A six-year-old visitor got me thinking about syntax and speech patterns. So much of personality is conveyed in how we put our sentences together, and if a writer can capture unique syntax for her characters, they sparkle and stand out, distinct from each other.

With children we might see, as I did, an adult pattern copied unconsciously by the child who lives almost exclusively with polite adults. As my little visitor went outside to play, he glanced at the table where I'd set out refreshments. "Have yourself a brownie," he said casually, as if he were the host and I hadn't made them and put them there. Not a unique statement by any means, but in the mouth of a six-year-old boy, it reveals a lot about what he's seen and been taught.

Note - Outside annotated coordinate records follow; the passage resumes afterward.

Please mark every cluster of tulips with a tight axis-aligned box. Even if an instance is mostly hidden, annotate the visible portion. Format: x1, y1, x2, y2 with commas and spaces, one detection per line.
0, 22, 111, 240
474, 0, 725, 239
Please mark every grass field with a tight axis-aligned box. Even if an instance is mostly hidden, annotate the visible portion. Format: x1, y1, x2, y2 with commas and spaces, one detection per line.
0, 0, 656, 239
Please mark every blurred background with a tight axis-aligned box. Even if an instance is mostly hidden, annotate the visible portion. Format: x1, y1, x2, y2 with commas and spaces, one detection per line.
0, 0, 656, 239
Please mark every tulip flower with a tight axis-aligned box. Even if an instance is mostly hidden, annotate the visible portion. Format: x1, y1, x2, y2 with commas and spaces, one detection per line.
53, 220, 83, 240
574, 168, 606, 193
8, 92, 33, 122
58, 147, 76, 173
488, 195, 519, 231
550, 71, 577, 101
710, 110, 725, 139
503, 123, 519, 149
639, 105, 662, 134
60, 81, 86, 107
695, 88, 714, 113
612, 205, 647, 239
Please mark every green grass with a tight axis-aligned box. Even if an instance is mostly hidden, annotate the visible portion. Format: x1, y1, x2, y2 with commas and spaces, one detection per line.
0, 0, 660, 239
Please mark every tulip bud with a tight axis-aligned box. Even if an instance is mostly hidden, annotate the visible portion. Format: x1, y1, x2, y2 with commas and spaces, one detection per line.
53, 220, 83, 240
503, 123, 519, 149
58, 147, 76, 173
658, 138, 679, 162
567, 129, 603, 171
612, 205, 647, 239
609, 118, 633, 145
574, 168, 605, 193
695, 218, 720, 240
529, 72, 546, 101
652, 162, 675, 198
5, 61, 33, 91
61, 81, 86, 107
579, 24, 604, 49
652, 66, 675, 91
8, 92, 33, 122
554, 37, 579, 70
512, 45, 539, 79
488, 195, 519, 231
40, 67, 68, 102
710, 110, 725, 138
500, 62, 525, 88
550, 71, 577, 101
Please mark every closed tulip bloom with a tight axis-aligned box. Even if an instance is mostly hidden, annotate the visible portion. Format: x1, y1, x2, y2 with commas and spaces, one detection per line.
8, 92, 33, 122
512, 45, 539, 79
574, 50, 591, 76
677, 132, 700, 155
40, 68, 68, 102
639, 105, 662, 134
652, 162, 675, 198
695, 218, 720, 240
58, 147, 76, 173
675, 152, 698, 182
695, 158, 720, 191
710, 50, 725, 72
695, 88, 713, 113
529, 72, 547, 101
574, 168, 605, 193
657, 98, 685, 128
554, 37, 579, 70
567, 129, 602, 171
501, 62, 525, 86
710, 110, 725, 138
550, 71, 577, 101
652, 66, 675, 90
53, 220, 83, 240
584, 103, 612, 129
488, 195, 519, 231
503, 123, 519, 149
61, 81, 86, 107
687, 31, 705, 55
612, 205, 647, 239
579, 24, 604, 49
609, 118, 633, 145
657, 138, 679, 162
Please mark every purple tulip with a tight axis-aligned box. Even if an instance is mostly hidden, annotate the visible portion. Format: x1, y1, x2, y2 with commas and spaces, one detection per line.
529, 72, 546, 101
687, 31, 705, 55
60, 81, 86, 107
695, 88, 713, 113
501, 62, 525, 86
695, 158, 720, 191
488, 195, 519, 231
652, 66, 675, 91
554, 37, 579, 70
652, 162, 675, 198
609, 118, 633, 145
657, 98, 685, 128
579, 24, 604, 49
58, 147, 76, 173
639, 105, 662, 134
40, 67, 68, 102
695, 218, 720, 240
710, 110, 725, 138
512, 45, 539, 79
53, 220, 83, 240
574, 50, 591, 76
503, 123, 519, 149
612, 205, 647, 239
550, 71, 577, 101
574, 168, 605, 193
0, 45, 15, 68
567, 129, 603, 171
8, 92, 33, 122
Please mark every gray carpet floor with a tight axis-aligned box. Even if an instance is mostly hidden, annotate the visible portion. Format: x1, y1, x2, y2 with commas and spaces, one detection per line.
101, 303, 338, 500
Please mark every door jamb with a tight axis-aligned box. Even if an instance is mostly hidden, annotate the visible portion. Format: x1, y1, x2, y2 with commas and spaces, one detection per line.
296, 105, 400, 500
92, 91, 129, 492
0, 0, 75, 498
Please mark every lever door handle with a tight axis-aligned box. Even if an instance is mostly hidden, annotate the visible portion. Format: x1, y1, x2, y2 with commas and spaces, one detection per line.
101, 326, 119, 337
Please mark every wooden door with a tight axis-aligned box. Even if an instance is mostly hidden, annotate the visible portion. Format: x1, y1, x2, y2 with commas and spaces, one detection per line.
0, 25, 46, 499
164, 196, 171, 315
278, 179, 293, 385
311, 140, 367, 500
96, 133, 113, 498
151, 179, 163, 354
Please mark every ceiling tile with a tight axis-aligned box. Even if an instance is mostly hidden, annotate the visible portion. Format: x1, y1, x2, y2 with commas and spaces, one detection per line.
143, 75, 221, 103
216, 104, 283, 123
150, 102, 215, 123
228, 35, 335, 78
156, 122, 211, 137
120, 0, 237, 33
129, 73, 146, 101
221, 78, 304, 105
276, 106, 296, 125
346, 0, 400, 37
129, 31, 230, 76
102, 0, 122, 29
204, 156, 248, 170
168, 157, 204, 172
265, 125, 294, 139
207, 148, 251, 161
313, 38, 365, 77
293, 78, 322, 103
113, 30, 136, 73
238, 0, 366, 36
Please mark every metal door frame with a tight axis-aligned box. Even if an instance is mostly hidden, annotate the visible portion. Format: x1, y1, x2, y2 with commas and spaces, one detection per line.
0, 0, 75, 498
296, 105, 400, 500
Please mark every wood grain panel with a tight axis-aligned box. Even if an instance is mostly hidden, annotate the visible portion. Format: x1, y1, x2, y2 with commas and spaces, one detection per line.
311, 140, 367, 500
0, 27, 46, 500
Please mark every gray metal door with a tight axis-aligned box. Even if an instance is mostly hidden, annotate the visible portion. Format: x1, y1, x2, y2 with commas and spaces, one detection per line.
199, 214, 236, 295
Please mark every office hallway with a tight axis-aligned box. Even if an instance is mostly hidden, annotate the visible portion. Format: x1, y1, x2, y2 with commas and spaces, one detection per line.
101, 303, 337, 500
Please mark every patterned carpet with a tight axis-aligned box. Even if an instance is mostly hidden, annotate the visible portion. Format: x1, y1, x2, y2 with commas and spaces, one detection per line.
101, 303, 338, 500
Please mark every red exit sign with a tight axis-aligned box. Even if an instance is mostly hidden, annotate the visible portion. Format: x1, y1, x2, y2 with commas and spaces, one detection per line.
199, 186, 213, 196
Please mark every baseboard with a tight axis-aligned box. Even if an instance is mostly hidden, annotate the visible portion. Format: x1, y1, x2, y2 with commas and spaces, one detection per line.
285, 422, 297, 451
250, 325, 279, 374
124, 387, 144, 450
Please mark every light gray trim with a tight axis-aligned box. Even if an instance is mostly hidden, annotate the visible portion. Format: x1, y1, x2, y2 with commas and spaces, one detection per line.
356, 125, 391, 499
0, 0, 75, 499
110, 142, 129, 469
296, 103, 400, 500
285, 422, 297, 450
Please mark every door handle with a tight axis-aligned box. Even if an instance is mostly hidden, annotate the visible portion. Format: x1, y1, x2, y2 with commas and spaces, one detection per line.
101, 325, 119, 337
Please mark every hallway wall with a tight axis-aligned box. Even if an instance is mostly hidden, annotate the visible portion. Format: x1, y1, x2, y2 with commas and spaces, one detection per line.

In MACBETH (one of my favorites, you know by now) there's a telling comment from the Lady. When informed that Duncan has been murdered she replies, "What, in our house?" Again, not an unusual comment, but revealing of character. Not, "Oh no!" Not "Say it isn't so." A character whose words reveal a selfish slant, for whom everything comes down to what-does-this-mean-to-me.

Capturing foreign or regional idiosyncracies is great for character portrayal, and teen-speak and slang can reveal either sloppy thinking or crystal-clear imagery, depending on usage. Swearwords tend to indicate dull-wittedness, because they require very little originality. However, a certain old man of my acquaintance could string them together quite creatively when his cattle didn't respond to his commands. Not that the cattle appreciated it, of course.

The key in dialogue, then, is to make each character speak for himself. He can't be you talking, and he can't sound like everyone else. If you listen to those around you, you will hear a cadence to their sentences and pick out unique phrases and syntax that individualize them. Your characters need that same uniqueness, need to say what they have to say in a way that makes them real.